Tracadie: d’anciens poteaux électriques non décontaminés dans un parc pour enfants

Le District scolaire francophone Nord-Est devrait obtenir le rapport d’analyse du parc écoéducatif de l’école Le Tremplin de Tracadie vendredi. Mais tout semble déjà pointer vers un coupable qui a justifié la fermeture de cette aire de jeux unique dans la Péninsule acadienne, la semaine dernière, après trois seulement trois ans d’utilisation.

Des poteaux utilisés pour le transport de fils et recyclés en stations de jeux seraient au banc des accusés.

Des ingénieurs en environnement enquêtent sur la présence de matériaux apparemment non conformes pour un parc de jeux.

Les résultats préliminaires laissent croire que le bois qui a servi pour fabriquer certains éléments ludiques du parc n’est pas propice pour une telle utilisation, a indiqué Éloi Doucet, directeur des services administratifs et financiers du DSF-NE.

Par contre, il faut attendre les conclusions de l’enquête, prend-il soin de spécifier.

«Les soupçons portent vers des éléments dans le bois utilisé. Notre priorité a été d’assurer la sécurité des élèves, de concert avec la Santé publique», a-t-il justifié.

Selon diverses sources, ce bois proviendrait de poteaux, lesquels avaient été préalablement traités et possiblement contaminés par des produits utilisés dans les composantes électriques et téléphoniques.
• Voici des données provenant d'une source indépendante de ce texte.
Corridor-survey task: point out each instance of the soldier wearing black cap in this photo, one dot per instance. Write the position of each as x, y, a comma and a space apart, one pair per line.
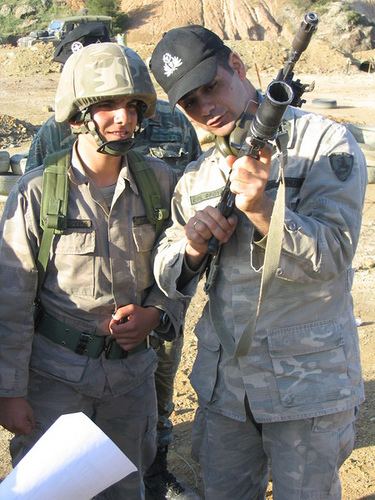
289, 399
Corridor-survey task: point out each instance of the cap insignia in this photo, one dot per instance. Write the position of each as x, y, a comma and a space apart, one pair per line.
171, 63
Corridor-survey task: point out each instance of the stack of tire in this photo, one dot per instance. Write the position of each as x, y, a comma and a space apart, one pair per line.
365, 137
11, 168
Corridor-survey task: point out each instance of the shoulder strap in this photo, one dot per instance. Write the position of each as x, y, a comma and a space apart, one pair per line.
149, 189
54, 205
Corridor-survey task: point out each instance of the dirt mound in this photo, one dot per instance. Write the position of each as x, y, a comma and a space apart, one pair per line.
14, 132
35, 60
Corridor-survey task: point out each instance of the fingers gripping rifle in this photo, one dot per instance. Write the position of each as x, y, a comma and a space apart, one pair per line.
252, 133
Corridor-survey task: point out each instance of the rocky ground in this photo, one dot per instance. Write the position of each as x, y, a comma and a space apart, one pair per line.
26, 98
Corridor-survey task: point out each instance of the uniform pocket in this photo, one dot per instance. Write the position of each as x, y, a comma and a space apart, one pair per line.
309, 363
204, 373
52, 360
144, 235
74, 258
144, 238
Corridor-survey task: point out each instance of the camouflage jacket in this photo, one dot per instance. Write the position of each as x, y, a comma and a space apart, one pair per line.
102, 261
168, 135
304, 360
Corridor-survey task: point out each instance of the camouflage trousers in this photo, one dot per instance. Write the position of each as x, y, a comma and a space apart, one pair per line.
304, 456
169, 356
133, 432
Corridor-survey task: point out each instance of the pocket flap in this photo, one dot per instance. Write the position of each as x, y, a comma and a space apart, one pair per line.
75, 243
304, 339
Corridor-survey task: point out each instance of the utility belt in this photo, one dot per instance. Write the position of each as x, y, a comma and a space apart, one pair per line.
87, 344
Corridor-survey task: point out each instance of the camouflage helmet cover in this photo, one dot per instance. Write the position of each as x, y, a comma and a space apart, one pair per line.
101, 71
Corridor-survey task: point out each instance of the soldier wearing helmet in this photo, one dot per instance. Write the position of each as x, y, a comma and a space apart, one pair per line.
89, 349
168, 135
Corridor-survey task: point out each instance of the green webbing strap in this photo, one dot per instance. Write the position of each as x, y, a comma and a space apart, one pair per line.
149, 189
54, 205
270, 266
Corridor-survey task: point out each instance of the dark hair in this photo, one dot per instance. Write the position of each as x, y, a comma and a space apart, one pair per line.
223, 59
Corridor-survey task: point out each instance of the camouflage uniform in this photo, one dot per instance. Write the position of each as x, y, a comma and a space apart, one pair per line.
100, 262
301, 380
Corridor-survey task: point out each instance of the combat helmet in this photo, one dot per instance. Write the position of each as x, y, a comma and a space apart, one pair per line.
98, 72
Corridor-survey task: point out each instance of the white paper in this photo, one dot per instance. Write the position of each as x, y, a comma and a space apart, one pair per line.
73, 460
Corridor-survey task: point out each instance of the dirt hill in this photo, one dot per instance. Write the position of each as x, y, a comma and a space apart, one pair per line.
346, 25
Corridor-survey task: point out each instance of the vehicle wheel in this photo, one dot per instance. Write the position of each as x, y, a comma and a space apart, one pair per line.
324, 103
7, 181
4, 162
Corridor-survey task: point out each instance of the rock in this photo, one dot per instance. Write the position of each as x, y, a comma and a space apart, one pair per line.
5, 10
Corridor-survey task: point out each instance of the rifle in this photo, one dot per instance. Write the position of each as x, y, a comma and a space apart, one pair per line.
252, 133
Encore là, M. Doucet n’a pas voulu confirmer ni avérer l’information voulant que ces poteaux viennent des piquets abîmés pendant la crise du verglas de janvier 2017.

Marc Belliveau, porte-parole d’Énergie NB, a confirmé au journal que ce n’est pas la société de la Couronne qui a fourni ce matériel.
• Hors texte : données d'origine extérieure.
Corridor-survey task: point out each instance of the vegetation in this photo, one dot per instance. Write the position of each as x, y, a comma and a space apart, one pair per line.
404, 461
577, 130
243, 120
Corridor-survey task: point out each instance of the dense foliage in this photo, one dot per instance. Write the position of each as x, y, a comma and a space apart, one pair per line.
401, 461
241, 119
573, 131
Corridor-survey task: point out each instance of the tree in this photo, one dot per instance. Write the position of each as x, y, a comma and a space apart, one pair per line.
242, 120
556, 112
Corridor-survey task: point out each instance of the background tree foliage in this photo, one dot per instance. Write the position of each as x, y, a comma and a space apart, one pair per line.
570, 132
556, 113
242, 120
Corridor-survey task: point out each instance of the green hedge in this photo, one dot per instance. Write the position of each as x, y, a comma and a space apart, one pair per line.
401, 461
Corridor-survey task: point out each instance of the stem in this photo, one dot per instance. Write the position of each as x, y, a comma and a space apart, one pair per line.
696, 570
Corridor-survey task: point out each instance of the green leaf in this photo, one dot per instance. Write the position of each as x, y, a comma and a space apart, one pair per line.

«Nous embauchons des contracteurs à travers le Nouveau-Brunswick pour disposer de nos poteaux», a-t-il précisé.

La lumière rouge a été allumée il y a environ trois semaines, quand un employé d’Énergie NB a fait la remarque au District, ajoute-t-il.

Le porte-parole du DSF-NE n’a pas voulu s’avancer à savoir si le constructeur du parc, une firme de la région, n’aurait pas respecté les plans et devis proposés. Donc, que le parc n’était pas conforme dès son ouverture. À l’origine, les concepteurs – deux architectes avec l’aide d’élèves – désiraient des matériaux naturels dans cet espace et voulaient réduire au strict minimum l’utilisation de plastique.
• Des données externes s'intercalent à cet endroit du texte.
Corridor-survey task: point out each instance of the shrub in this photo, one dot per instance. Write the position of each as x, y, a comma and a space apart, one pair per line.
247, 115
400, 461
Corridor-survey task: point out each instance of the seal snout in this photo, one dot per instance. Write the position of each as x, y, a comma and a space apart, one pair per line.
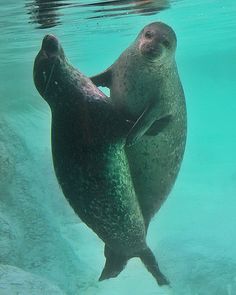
50, 45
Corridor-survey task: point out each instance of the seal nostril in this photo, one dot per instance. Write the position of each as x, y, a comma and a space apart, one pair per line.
149, 34
50, 44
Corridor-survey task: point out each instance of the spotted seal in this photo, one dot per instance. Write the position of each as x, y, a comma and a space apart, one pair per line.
145, 86
88, 137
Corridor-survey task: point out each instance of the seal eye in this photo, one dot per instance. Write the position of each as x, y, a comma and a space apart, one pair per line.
148, 34
166, 43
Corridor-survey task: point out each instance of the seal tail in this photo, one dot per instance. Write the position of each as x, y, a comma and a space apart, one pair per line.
149, 260
115, 263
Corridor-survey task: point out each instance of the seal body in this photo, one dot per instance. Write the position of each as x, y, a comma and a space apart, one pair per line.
145, 87
88, 137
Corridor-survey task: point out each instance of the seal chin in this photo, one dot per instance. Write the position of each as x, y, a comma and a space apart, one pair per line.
151, 52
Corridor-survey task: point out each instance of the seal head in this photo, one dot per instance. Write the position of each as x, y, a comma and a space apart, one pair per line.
156, 41
50, 57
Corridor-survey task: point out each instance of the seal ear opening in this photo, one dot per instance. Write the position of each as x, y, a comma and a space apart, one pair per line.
103, 79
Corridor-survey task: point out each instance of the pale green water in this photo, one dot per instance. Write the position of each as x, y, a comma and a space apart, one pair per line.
193, 235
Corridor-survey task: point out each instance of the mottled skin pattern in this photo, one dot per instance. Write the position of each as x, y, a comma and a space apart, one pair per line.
88, 138
145, 86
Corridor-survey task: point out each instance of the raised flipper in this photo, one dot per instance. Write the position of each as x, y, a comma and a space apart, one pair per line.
150, 116
102, 79
115, 263
149, 260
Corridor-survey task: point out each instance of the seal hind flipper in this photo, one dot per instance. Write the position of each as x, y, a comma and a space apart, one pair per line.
103, 79
149, 260
115, 263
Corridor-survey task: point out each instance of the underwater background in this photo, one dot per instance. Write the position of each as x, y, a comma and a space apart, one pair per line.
44, 248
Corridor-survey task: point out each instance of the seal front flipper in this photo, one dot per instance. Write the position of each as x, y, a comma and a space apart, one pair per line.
148, 122
115, 263
103, 79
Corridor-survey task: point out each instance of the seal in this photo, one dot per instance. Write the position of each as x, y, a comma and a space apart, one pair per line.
88, 137
145, 87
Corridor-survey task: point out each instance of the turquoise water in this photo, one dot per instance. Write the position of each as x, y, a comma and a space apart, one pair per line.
193, 235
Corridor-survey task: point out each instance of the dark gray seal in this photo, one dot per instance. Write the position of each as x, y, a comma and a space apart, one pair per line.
88, 138
145, 86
«Notre objectif n’était certainement pas d’apporter de possibles contaminants sur le site», assure Mathieu Boucher-Côté, l’un des architectes joint par le journal.

Le DSF-NE a émis un avis public en mentionnant que le lieu est actuellement fermé et sous enquête après avoir été «jugé non conforme durant l’analyse du matériel qui le compose».

Lancé en 2014 et inauguré en octobre 2017, cet écoparc, le premier du genre dans la Péninsule acadienne, a été construit au coût de près de 300 000$. Il cherchait à prioriser la végétation et à limiter l’utilisation du plastique. Principalement fréquenté par les élèves de l’école, il a aussi été conçu pour permettre aux personnes à mobilité réduite de pouvoir utiliser les stations.

Fredericton (85 000$) et Ottawa (80 000$) ont ajouté leur part financière à celle de la communauté (85 000$), en plus d’un don de 23 800$ de la Fondation Rick Hansen, un organisme qui permet aux personnes ayant un handicap de vivre à leur plein potentiel.

Il mettait en valeur la nature et les fleurs avec des serres, des sentiers, des terrains de sport, des bacs de jardinage et des installations pour des classes vertes. On y avait même planté plus d’une centaine d’arbres et d’arbustes.

L’endroit n’est toujours pas terminé et voilà qu’il est menacé de disparaître.

Selon M. Benoît, le remplacement des matériaux défaillants et même la démolition du parc ont été discutés avec le Comité parental d’appui à l’élève de l’école Le Tremplin. Peu importe les conclusions des ingénieurs, le porte-parole du DSF-NE soutient que ce sera une décision collective, prise avec l’école et la Municipalité régionale de Tracadie.